Diwata was turned over to the Japan Aerospace Exploration Agency (JAXA) to prepare for its launch into space in April. With Diwata, comes the Filipino dream to have its own Philippine Space Agency.
Officials of the Department of Science and Technology (DOST), UP Diliman, Tohoku University (TU), and Hokkaido University (HU) handed-over the project following the completion of the assembly and testing of the 50-kg Philippine Earth Observation Microsatellite. It is set to be released into space from the International Space Station (ISS) later this April.

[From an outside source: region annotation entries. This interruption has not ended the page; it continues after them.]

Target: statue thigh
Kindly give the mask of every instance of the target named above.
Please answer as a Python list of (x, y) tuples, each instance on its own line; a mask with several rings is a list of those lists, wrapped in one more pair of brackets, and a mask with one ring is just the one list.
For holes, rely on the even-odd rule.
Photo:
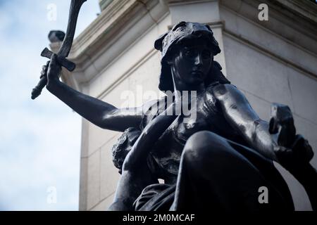
[[(270, 190), (270, 204), (259, 201), (261, 186)], [(202, 131), (187, 140), (171, 210), (260, 210), (284, 205), (278, 191), (227, 139)]]

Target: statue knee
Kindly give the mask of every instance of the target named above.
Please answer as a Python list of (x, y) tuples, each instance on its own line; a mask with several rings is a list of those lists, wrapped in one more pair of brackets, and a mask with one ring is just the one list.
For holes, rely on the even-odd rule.
[(197, 165), (210, 163), (230, 153), (231, 148), (225, 139), (215, 133), (202, 131), (188, 139), (182, 157), (187, 162)]

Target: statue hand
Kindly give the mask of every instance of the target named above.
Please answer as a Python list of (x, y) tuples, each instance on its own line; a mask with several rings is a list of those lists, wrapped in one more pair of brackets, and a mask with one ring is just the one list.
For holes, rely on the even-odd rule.
[(301, 169), (301, 167), (309, 164), (313, 157), (311, 146), (300, 134), (295, 136), (290, 148), (279, 146), (274, 150), (280, 164), (290, 172)]

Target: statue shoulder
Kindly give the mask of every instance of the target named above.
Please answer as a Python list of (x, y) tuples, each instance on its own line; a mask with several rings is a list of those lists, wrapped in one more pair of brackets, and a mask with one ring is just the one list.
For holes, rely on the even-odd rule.
[(139, 126), (142, 131), (144, 127), (166, 107), (167, 96), (148, 101), (142, 105), (142, 120)]
[(212, 93), (213, 96), (218, 99), (219, 98), (223, 98), (228, 94), (234, 94), (237, 92), (240, 92), (237, 86), (231, 84), (215, 84), (211, 86), (209, 86), (208, 91)]

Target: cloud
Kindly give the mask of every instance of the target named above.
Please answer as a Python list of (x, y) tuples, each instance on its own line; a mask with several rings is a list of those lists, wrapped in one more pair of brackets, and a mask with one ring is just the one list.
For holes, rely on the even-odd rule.
[[(56, 4), (57, 19), (47, 20)], [(80, 117), (45, 89), (35, 101), (39, 56), (51, 30), (65, 30), (68, 1), (11, 1), (0, 4), (0, 210), (77, 210), (79, 195)], [(99, 12), (98, 1), (86, 2), (77, 34)], [(56, 188), (49, 204), (47, 188)]]

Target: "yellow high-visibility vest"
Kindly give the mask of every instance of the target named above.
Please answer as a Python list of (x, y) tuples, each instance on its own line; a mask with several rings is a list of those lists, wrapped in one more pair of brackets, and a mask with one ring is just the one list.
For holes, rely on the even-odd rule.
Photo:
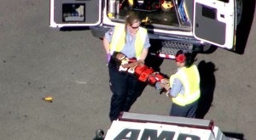
[[(126, 28), (125, 25), (115, 26), (113, 38), (109, 46), (111, 54), (113, 54), (114, 51), (120, 52), (123, 49), (125, 43), (125, 40), (126, 36), (125, 32), (125, 28)], [(143, 45), (145, 42), (146, 35), (147, 35), (147, 30), (143, 27), (139, 27), (136, 34), (136, 41), (135, 41), (135, 52), (136, 52), (136, 58), (137, 59), (140, 59), (142, 52), (143, 50)]]
[(178, 93), (176, 98), (172, 98), (172, 102), (185, 106), (200, 98), (200, 75), (196, 65), (193, 64), (189, 68), (181, 68), (176, 74), (170, 76), (170, 86), (172, 86), (173, 80), (177, 78), (184, 87), (184, 94)]

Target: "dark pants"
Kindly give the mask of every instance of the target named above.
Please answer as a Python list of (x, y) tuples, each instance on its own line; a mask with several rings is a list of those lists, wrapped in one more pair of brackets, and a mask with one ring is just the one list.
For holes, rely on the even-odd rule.
[(195, 118), (197, 106), (198, 101), (195, 101), (185, 106), (180, 106), (173, 103), (172, 105), (170, 115)]
[(142, 94), (146, 84), (139, 81), (135, 76), (127, 72), (119, 72), (109, 64), (109, 84), (113, 92), (110, 103), (109, 118), (116, 120), (122, 111), (129, 111), (131, 106)]

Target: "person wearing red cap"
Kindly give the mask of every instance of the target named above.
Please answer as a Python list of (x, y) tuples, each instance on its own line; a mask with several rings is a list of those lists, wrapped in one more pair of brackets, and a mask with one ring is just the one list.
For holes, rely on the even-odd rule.
[(160, 84), (172, 100), (170, 115), (195, 118), (201, 96), (199, 71), (191, 53), (178, 51), (175, 59), (177, 71)]

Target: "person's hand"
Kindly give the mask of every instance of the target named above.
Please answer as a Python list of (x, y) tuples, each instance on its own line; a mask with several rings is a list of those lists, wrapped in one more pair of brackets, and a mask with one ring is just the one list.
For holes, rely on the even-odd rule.
[(108, 64), (110, 61), (110, 58), (111, 58), (111, 54), (110, 53), (107, 53), (107, 63)]
[(166, 79), (166, 78), (164, 78), (164, 79), (161, 79), (161, 83), (163, 84), (169, 84), (169, 79)]

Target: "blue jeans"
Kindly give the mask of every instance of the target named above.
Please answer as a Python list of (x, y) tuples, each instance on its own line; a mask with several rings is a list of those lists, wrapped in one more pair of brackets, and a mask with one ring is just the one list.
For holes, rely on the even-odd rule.
[(113, 92), (110, 103), (109, 118), (116, 120), (120, 112), (129, 111), (137, 98), (141, 96), (146, 83), (127, 72), (118, 71), (115, 65), (108, 64), (110, 90)]

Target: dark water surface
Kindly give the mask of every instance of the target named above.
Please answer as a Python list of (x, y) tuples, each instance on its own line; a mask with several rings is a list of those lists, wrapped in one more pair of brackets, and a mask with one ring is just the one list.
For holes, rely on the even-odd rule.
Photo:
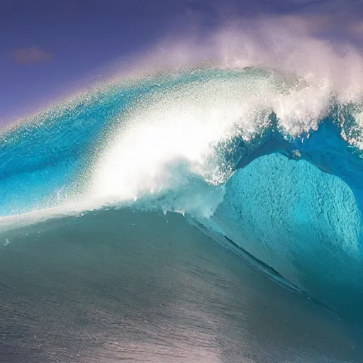
[(0, 241), (1, 363), (362, 362), (356, 328), (180, 214), (98, 211)]

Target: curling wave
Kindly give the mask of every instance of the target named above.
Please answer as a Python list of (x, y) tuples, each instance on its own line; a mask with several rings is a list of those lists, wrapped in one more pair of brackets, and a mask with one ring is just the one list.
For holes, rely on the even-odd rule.
[(1, 133), (0, 226), (110, 205), (181, 212), (286, 286), (363, 319), (358, 99), (250, 67), (100, 86)]

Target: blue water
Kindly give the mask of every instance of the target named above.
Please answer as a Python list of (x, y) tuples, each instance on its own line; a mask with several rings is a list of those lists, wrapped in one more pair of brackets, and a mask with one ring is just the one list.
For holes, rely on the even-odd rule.
[[(248, 93), (255, 91), (260, 84), (263, 91), (264, 82), (280, 84), (281, 79), (282, 76), (263, 69), (215, 69), (115, 82), (75, 96), (4, 130), (0, 135), (0, 215), (4, 217), (0, 225), (5, 245), (1, 253), (21, 248), (19, 236), (28, 238), (28, 230), (34, 233), (32, 225), (43, 223), (34, 227), (43, 235), (43, 229), (48, 228), (48, 217), (47, 212), (42, 212), (40, 222), (37, 211), (50, 208), (58, 207), (50, 209), (50, 218), (55, 218), (55, 213), (69, 214), (67, 218), (76, 225), (79, 211), (86, 213), (96, 208), (101, 213), (105, 206), (111, 210), (130, 207), (133, 213), (158, 209), (182, 212), (189, 224), (198, 226), (213, 240), (208, 241), (211, 245), (219, 244), (236, 256), (239, 263), (252, 266), (277, 285), (282, 285), (283, 289), (313, 301), (332, 316), (342, 317), (354, 329), (359, 327), (363, 323), (363, 162), (359, 143), (352, 140), (359, 136), (357, 116), (359, 105), (340, 104), (331, 97), (318, 120), (311, 116), (313, 113), (308, 107), (308, 122), (307, 116), (287, 118), (289, 125), (305, 125), (293, 133), (286, 127), (287, 121), (280, 118), (281, 110), (271, 108), (275, 99), (279, 102), (284, 99), (286, 89), (281, 93), (275, 90), (267, 104), (256, 102), (256, 97), (258, 100), (264, 96), (259, 90), (253, 99), (252, 116), (250, 112), (240, 116), (233, 113), (235, 119), (232, 120), (231, 128), (218, 131), (218, 123), (211, 123), (210, 120), (215, 113), (204, 112), (211, 104), (205, 99), (198, 99), (199, 88), (207, 96), (210, 89), (216, 91), (217, 97), (218, 84), (222, 93), (227, 84), (228, 89), (235, 85), (236, 99), (239, 99), (245, 83), (250, 85), (245, 88)], [(254, 83), (257, 81), (258, 87)], [(287, 80), (284, 84), (289, 82), (294, 83)], [(286, 86), (289, 89), (289, 85)], [(293, 87), (289, 91), (294, 94), (296, 90)], [(173, 92), (175, 104), (168, 99)], [(188, 96), (191, 93), (191, 98)], [(183, 98), (184, 94), (189, 98)], [(194, 99), (191, 107), (189, 104)], [(182, 135), (178, 133), (179, 123), (173, 126), (173, 118), (178, 118), (185, 99), (188, 101), (183, 116), (186, 120), (189, 109), (196, 110), (197, 116), (207, 115), (200, 135), (199, 129)], [(233, 108), (228, 102), (222, 105), (225, 110)], [(154, 104), (164, 108), (156, 116)], [(224, 108), (217, 106), (223, 114)], [(252, 128), (252, 135), (247, 131), (251, 127), (246, 115), (258, 125)], [(162, 126), (158, 123), (160, 118)], [(177, 122), (183, 124), (183, 121)], [(223, 122), (230, 120), (220, 119), (220, 123)], [(147, 123), (152, 128), (145, 129), (146, 133), (141, 129), (146, 136), (140, 138), (140, 144), (138, 128)], [(212, 133), (210, 140), (202, 140), (203, 130), (208, 133), (209, 129), (214, 132), (213, 128), (217, 136)], [(131, 133), (127, 133), (130, 130)], [(162, 138), (153, 140), (152, 130), (164, 130)], [(115, 143), (116, 135), (121, 136)], [(135, 135), (135, 143), (128, 136), (130, 142), (127, 143), (123, 135)], [(206, 150), (213, 152), (211, 157), (204, 149), (200, 153), (198, 149), (193, 154), (185, 151), (188, 143), (191, 150), (198, 145), (194, 140), (199, 137), (201, 143), (206, 145)], [(167, 143), (166, 148), (159, 149), (168, 138), (170, 145)], [(121, 148), (109, 153), (115, 145)], [(145, 148), (138, 149), (139, 145)], [(153, 154), (153, 150), (161, 151)], [(123, 159), (125, 155), (127, 162)], [(101, 169), (104, 165), (107, 167), (99, 172), (100, 165)], [(150, 168), (147, 172), (141, 170), (145, 165)], [(28, 212), (26, 217), (16, 216)], [(10, 218), (11, 216), (15, 217)], [(80, 225), (87, 229), (84, 223)], [(99, 225), (101, 235), (103, 228), (111, 228), (106, 220), (104, 223)], [(57, 228), (54, 233), (57, 240), (62, 232), (61, 226)], [(77, 228), (72, 228), (74, 235), (69, 235), (69, 240), (77, 235)], [(113, 240), (115, 235), (108, 238)], [(84, 237), (80, 234), (78, 238)], [(32, 240), (37, 241), (38, 238)], [(36, 250), (32, 253), (36, 254)], [(185, 266), (183, 264), (181, 266)], [(91, 268), (92, 264), (89, 264), (87, 268)], [(79, 266), (72, 268), (82, 271)], [(213, 288), (208, 294), (213, 295)], [(288, 340), (285, 342), (289, 345)], [(235, 357), (231, 359), (236, 361)]]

Recognizing the advantages of using satellite-based remote sensing, the government invested in the construction and launching of the Philippine scientific earth observation microsatellite, under the PHL-MICROSAT or Diwata program, with the budget of P800 million for three years.
Diwata is the country’s first microsatellite designed, developed, and assembled by Filipino researchers and engineers under the guidance of Japanese experts from Hokkaido University and Tohoku University. The satellite is designed to provide real-time images for disaster risk management and other applications.
Seven engineering students from the University of the Philippines and two science researchers from DOST’s Advanced Science and Technology Institute (DOST-ASTI) were sent to Tohoku University and Hokkaido University in Japan to work on the microsatellite bus system and payload design while pursuing advanced degrees, as part of the PHL-MICROSAT program.